# Polymarket best-price duration analysis

This notebook studies **how long the best prices (best bid / best ask) remain unchanged** in Polymarket order books. We focus on per-market behavior with a deep dive into a selected market, plus optional aggregates across multiple markets for broader context.

**Goal:** quantify the *persistence* of top-of-book prices by measuring the duration of each run where the best bid or best ask stays constant.


In [None]:
import os
import sys
import subprocess
import importlib.util
from pathlib import Path

# Install lightweight dependencies once per environment

def ensure_package(pkg_name: str) -> None:
    if importlib.util.find_spec(pkg_name) is None:
        subprocess.check_call([sys.executable, "-m", "pip", "install", pkg_name])

for pkg in ("pandas", "sqlalchemy", "python-dotenv", "psycopg2-binary", "plotly", "numpy"):
    ensure_package(pkg)

import numpy as np
import pandas as pd
from sqlalchemy import create_engine
from dotenv import load_dotenv
import plotly.express as px
import plotly.graph_objects as go


In [None]:
# Load DATABASE_URL from repo .env if present
root = Path.cwd()
load_dotenv(root / ".env")

DATABASE_URL = os.getenv("DATABASE_URL")
if DATABASE_URL and DATABASE_URL.startswith("postgres://"):
    DATABASE_URL = DATABASE_URL.replace("postgres://", "postgresql://", 1)
if not DATABASE_URL:
    raise RuntimeError("DATABASE_URL not set. Add to .env or environment.")

engine = create_engine(DATABASE_URL)


## 1) Market overview

We start by finding markets with the most orderbook events. Pick a `market_instance_id` to analyze in depth.


In [None]:
market_overview_query = """
SELECT
    market_instance_id,
    market,
    asset_label,
    COUNT(*) AS num_events,
    MIN(event_timestamp_ms) AS min_ts,
    MAX(event_timestamp_ms) AS max_ts
FROM polymarket_orderbook_events
GROUP BY market_instance_id, market, asset_label
ORDER BY num_events DESC
LIMIT 25;
"""

market_overview = pd.read_sql(market_overview_query, engine)
market_overview["span_minutes"] = (market_overview["max_ts"] - market_overview["min_ts"]) / 60000.0
market_overview


## 2) Select a market to analyze

Choose a `market_instance_id` from the table above.

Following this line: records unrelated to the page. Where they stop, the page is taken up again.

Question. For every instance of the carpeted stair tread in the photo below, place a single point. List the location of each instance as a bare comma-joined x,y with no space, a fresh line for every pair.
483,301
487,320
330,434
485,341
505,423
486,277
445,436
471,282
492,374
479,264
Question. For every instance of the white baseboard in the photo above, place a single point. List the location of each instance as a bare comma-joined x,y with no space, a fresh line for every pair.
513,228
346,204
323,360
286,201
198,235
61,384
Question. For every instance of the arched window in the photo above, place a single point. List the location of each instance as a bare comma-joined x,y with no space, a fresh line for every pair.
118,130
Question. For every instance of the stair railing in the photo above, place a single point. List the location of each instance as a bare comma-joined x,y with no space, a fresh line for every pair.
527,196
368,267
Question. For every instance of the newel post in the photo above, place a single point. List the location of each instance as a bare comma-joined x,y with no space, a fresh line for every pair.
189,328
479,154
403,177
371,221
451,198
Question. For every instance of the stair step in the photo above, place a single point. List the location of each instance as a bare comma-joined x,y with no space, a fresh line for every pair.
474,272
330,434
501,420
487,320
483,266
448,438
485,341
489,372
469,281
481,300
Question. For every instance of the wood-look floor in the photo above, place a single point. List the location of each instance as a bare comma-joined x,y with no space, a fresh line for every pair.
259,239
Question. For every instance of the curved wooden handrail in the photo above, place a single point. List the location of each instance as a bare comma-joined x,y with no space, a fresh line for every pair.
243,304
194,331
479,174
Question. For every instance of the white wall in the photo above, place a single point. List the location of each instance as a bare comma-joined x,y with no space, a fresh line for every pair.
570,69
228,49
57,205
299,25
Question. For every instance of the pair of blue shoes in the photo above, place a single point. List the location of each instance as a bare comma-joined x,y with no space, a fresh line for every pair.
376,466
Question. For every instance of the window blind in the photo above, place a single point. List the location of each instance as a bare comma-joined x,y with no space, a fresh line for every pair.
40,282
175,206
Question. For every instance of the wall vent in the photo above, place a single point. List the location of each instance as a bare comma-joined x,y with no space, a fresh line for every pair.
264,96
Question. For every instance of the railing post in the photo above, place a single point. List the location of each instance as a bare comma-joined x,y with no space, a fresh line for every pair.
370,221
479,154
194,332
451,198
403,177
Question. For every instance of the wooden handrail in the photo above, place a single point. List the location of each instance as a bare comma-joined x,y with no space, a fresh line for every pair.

This analysis is designed to be deep on one market to understand best-price persistence in detail.


In [None]:
# Pick the market with the most events by default
selected_market = market_overview.iloc[0]["market_instance_id"]
selected_market


## 3) Load orderbook events for the selected market

We pull best bid/ask prices per event for each side (UP/DOWN).


In [None]:
events_query = """
SELECT
    event_timestamp_ms,
    side,
    best_bid_price,
    best_ask_price,
    best_bid_qty,
    best_ask_qty
FROM polymarket_orderbook_events
WHERE market_instance_id = %(market)s
ORDER BY event_timestamp_ms ASC;
"""

pm = pd.read_sql(events_query, engine, params={"market": selected_market})
if pm.empty:
    raise RuntimeError("No orderbook data found for selected market.")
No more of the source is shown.